Premièrement, le manque de transparence entre les administrations fiscales encourage les stratégies fiscales agressives, leurs décisions peuvent avoir un impact sur la localisation de impôts dans le marché intérieur. La proposition de la Commission qui vise à rendre les échanges obligatoires et automatiques d'informations sur les décisions fiscales transfrontalières devraient dans le même temps porter sur des conditions et des règles plus strictes pour la délivrance de telles décisions unilatérales.

En sus, nous avons une réelle occasion d'aller plus loin dans ce domaine. Par exemple, la législation européenne pourrait faire davantage contre les monopoles, les sociétés écran et les autres sociétés opaques, en établissant des registres ou d'autres mécanismes qui permettraient à l'administration fiscale d'identifier les bénéficiaires. La directive devrait comporter des obligations pour les entreprises européennes de déclarer toute restructuration transfrontalière comme d'autres opérations d'ailleurs.

Deuxièmement, la transparence n'est pas suffisante. On ne peut absolument pas admettre qu'il soit possible de se servir indûment des libertés dont les traités nous ont dotés pour perdre les traces de l'impôt sur les bénéfices.

En conséquence, les exonérations permises par la directive sur les intérêts et les redevances et celle sur les sociétés mères et leurs filiales [toutes deux votées en par le Parlement et le Conseil 2003] devraient être abrogées si elles aboutissent à l'absence d’imposition. A ce propos, il est particulièrement crucial d'éviter la double non-imposition dans n'importe quelle situation transfrontalière.

Assurément, la directive anti-BEPS devrait garantir au niveau européen que les impôts sur les bénéfices ne soient pas fixés via des arrangements indécents. Donc, notre travail pour une disposition commune et générale contre les abus doit aboutir et doit être intégré dans la législation européenne.

En respectant les dispositions nationales portant par exemple sur la fiscalité des brevets, nous devrions construire cette législation sur les bases définies par l'OCDE et le Code de Conduite des multinationales, nous devrions aussi construire un cadre obligatoire sur des règles communes.
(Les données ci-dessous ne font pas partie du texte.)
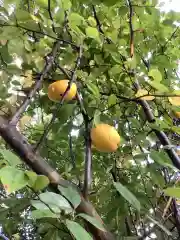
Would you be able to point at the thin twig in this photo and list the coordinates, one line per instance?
(41, 33)
(131, 30)
(55, 113)
(50, 15)
(148, 112)
(88, 155)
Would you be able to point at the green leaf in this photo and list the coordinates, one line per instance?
(172, 192)
(160, 226)
(93, 221)
(94, 89)
(92, 33)
(112, 100)
(55, 200)
(10, 33)
(76, 19)
(158, 86)
(155, 74)
(32, 176)
(92, 21)
(71, 194)
(161, 158)
(64, 4)
(38, 214)
(176, 129)
(42, 3)
(40, 183)
(96, 119)
(77, 231)
(11, 158)
(127, 195)
(116, 69)
(12, 179)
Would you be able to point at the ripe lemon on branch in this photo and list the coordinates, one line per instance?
(105, 138)
(58, 88)
(176, 102)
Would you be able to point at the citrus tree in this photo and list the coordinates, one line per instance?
(89, 127)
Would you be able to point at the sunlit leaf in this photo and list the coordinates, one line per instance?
(77, 231)
(127, 195)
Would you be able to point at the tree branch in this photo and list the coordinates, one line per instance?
(147, 110)
(25, 151)
(47, 129)
(50, 59)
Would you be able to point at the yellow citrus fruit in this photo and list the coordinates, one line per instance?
(105, 138)
(174, 101)
(57, 89)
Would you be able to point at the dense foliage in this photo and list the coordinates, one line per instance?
(113, 50)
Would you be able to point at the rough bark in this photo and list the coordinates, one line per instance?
(25, 151)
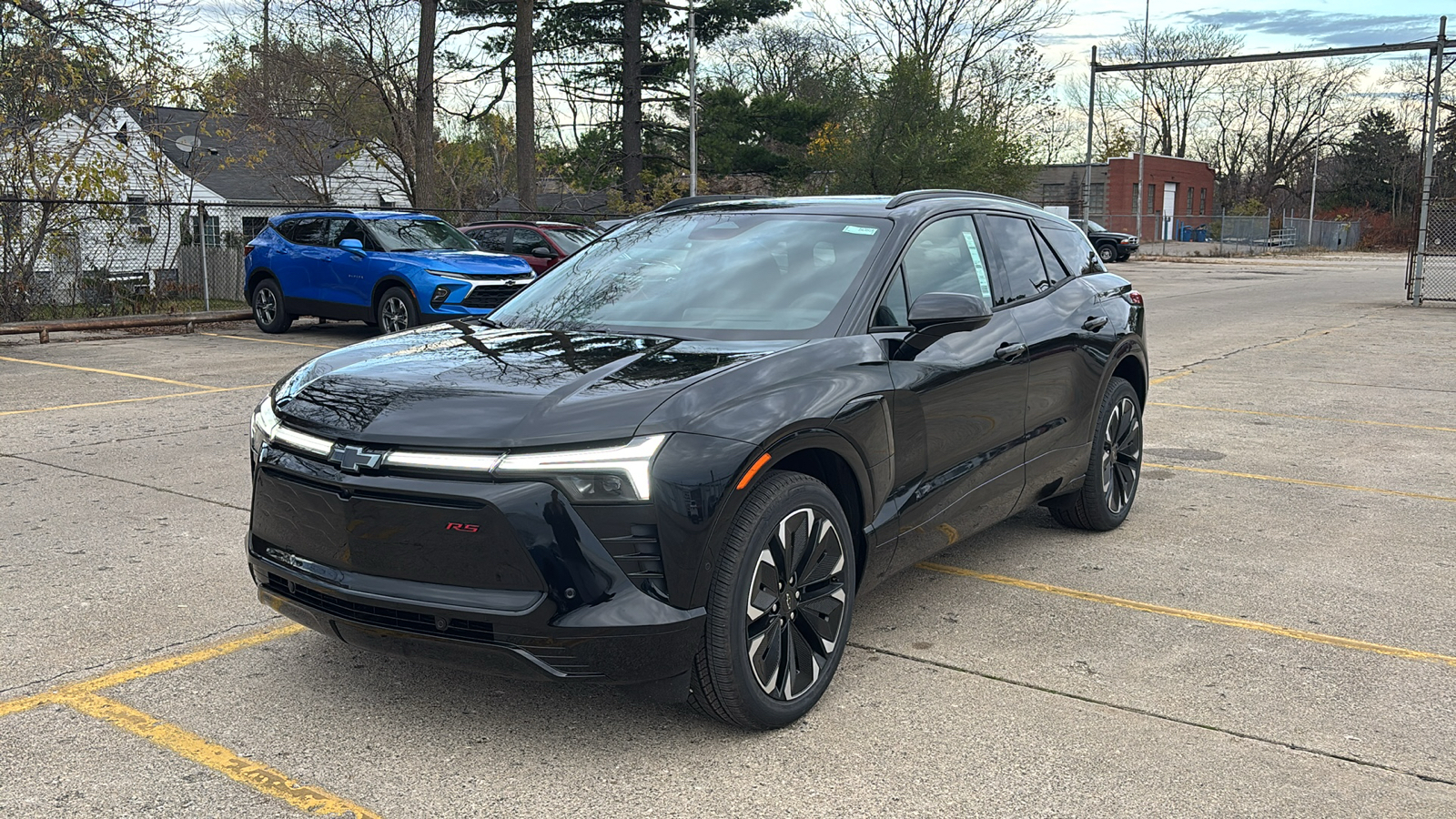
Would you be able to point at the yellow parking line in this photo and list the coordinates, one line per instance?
(1201, 617)
(106, 372)
(216, 756)
(268, 339)
(1168, 378)
(146, 669)
(1302, 417)
(1300, 481)
(210, 390)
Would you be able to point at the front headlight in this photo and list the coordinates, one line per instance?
(609, 472)
(268, 429)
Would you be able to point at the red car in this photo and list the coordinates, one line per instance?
(542, 244)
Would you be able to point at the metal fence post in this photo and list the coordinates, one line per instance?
(1431, 160)
(201, 237)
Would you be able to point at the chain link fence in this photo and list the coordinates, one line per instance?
(1439, 271)
(1230, 235)
(87, 258)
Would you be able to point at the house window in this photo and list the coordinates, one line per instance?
(210, 230)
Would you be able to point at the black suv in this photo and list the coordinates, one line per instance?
(677, 460)
(1111, 247)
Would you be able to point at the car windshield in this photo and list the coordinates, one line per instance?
(571, 239)
(402, 235)
(706, 276)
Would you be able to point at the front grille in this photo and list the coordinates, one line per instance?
(397, 620)
(490, 296)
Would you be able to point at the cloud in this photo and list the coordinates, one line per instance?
(1324, 28)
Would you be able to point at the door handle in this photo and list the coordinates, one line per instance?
(1009, 351)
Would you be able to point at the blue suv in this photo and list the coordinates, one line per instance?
(389, 268)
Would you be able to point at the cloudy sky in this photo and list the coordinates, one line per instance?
(1266, 26)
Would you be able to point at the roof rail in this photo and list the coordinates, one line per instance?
(945, 193)
(691, 201)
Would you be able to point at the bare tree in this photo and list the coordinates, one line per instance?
(953, 38)
(1177, 98)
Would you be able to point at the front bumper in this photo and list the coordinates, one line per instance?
(531, 592)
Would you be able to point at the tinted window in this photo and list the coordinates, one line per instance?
(946, 258)
(491, 238)
(313, 230)
(1012, 242)
(1074, 249)
(895, 309)
(524, 241)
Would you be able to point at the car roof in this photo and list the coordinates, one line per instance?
(912, 205)
(523, 222)
(368, 215)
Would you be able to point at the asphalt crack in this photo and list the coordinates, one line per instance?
(145, 654)
(1162, 717)
(126, 481)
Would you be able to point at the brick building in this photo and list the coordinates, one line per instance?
(1177, 193)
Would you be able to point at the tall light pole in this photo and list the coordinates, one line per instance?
(692, 98)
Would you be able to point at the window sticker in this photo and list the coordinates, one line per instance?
(980, 266)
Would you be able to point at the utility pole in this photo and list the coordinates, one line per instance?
(1087, 186)
(524, 106)
(632, 99)
(1419, 278)
(692, 98)
(426, 108)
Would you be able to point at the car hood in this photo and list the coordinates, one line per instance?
(465, 261)
(466, 385)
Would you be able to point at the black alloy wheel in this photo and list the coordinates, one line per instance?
(397, 310)
(1114, 467)
(268, 308)
(779, 608)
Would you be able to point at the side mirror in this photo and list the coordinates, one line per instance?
(943, 314)
(936, 315)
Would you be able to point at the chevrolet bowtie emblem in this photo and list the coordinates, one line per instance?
(353, 458)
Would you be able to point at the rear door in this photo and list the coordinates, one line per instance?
(1057, 315)
(960, 405)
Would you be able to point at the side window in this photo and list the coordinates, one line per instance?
(1048, 258)
(1074, 249)
(309, 232)
(895, 309)
(1014, 245)
(491, 239)
(349, 229)
(945, 257)
(524, 241)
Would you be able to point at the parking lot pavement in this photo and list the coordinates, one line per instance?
(1267, 634)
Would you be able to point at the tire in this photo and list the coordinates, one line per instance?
(1114, 467)
(267, 303)
(774, 637)
(397, 310)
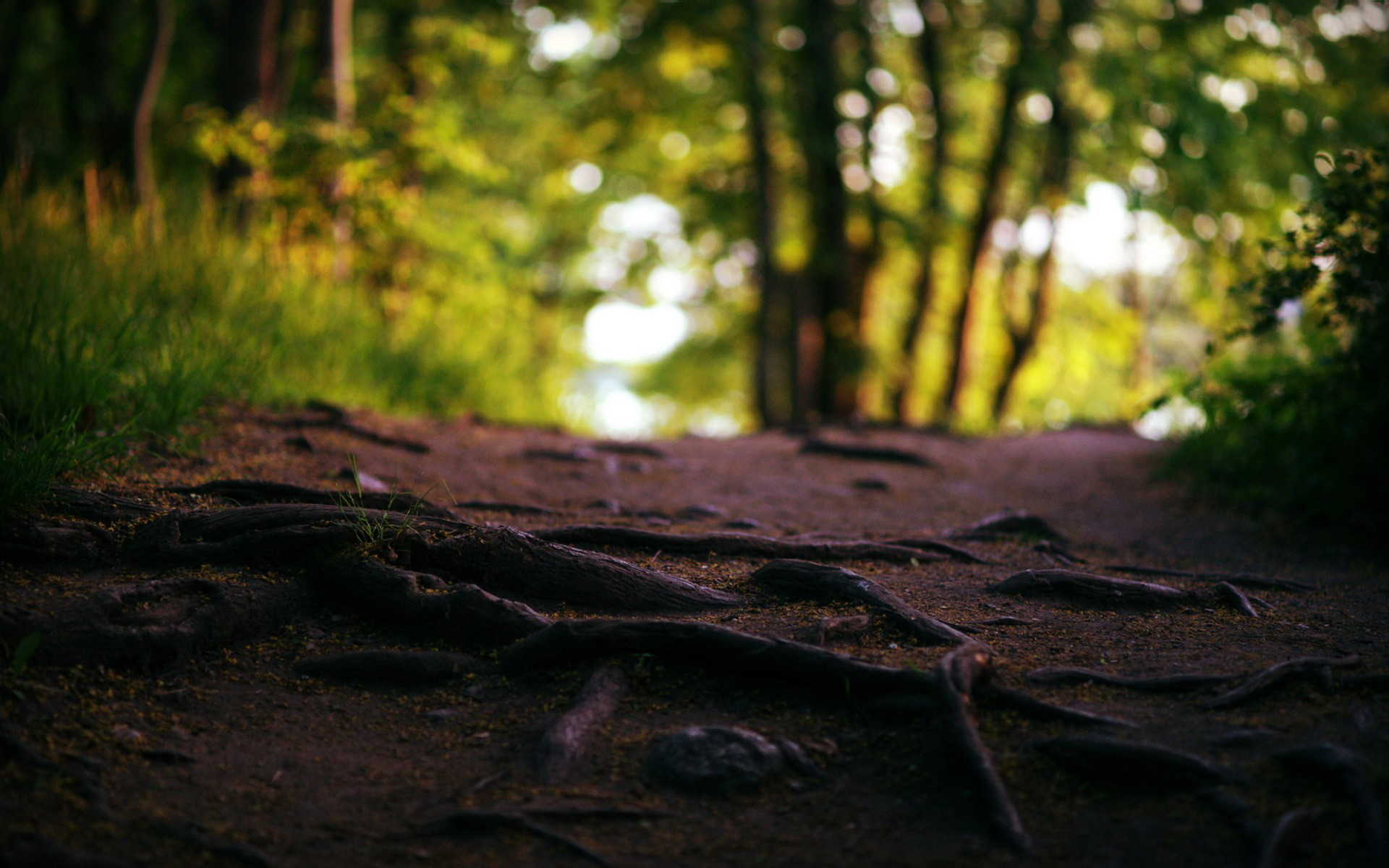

Enfin, l'Union européenne a besoin de protéger son marché intérieur des évasions fiscales via des paradis fiscaux. La directive anti BEPS sera une opportunité pour fixer des contre-mesures face aux juridictions dont le comportement encourage l'opacité et les stratégies fiscales agressives. De la même façon que pour le premier point, l'UE pourrait profiter du travail réalisé par le Forum mondial [groupe de travail de l'OCDE sur les paradis fiscaux] sur la transparence et sur les échanges d'informations.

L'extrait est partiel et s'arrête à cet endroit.